August John "Frenchy" Galan was born in Berkeley, California on May 25, 1912, and attended Berkeley High School, where he starred in baseball. He signed a contract with the San Francisco Seals in 1931, and was farmed to their Globe team in the Arizona-Texas League. After manager Lefty O'Doul picked him as the Seal's shortstop in 1932, he scored 122 runs and 75 RBIs with an average of .291.
During the 1932 season, a group of big leaguers came through San Francisco on their way to Hawaii for some exhibition games. They needed a shortstop and they invited Augie to come with them. The Seals' owner gave Augie permission to leave three days early if he could find a replacement. Augie's teammate, Vince DiMaggio volunteered that his 17 year old brother could fill in for him. The Seals went along with it and agreed to put young Joe in as shortstop for the last three games in 1932. (The next year, Joe batted .340, led the Pacific Coast League with 169 RBIs and hit safely in 61 consecutive games.)
In 1933, Galan batted .356 on 265 hits with 51 doubles and 102 RBIs. He led the league in runs (164) and triples (22). This was more than good enough to earn him a contract with the Cubs, who gave the Seals $25,000 and seven veteran players in exchange for Augie.
In his first season at Chicago, Augie was a reserve, but became a regular after that. The Cubs turned him into an outfielder. Despite several injuries, Augie batted above .300 six times and led the league in steals in 1935 and 1937. His best season was in 1935--the year before his first knee injury--when he batted .314 with a league-leading 133 runs, 41 doubles, 11 triples and 12 home runs. As the Cubs' lead off hitter, Augie played in every game that year and did not hit into a double play. He played on three All-Star teams and in three World Series. He was also the first switch-hitter to hit home runs from both sides of the plate in the same game.

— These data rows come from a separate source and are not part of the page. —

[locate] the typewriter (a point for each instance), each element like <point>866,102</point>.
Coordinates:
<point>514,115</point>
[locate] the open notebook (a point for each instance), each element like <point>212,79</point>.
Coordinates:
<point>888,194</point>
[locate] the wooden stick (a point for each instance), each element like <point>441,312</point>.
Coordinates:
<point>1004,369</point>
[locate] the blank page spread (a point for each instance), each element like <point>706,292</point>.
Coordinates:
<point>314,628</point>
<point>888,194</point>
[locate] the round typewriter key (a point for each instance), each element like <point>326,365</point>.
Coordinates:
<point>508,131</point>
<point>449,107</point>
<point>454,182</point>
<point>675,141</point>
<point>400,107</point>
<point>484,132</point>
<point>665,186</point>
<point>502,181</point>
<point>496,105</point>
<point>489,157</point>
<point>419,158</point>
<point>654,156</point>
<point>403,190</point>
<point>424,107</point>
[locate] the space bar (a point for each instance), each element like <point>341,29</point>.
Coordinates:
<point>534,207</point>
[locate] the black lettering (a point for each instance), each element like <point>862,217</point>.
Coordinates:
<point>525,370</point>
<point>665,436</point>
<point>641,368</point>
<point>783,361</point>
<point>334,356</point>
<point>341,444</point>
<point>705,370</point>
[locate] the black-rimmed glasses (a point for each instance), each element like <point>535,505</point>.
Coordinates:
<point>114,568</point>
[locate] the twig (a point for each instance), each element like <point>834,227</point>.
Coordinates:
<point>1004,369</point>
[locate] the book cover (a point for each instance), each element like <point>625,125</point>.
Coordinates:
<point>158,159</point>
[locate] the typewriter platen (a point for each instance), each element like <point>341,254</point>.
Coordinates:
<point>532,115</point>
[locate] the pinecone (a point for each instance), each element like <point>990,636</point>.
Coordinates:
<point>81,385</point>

The Cubs sent him to the Los Angeles Angels of the PCL in 1941, but the Dodgers purchased his contract back for $2,500. After four seasons in Brooklyn, where he hit .263 he had typhoid fever that year), .318, .307 and .310, he was traded to Cincinnati where he hit.317 in 1947. His major league career ended after 17 plate appearances for the Giants in 1949.
After 15 years in the major leagues, Augie signed with the Oakland Oaks as a free agent in 1950. He played first base and outfield in 1950, hitting .282 and in 1951, hitting .307. He also coached under manager Mel Ott. His lifetime Pacific Coast League batting average was .313.
He was named manager of the Oaks in 1953, but the team finished seventh and Galan was fired at the end of the season. He went on to coach for the Philadelphia A's in 1954, then retired to manage a string of meat markets he owned in the Bay Area.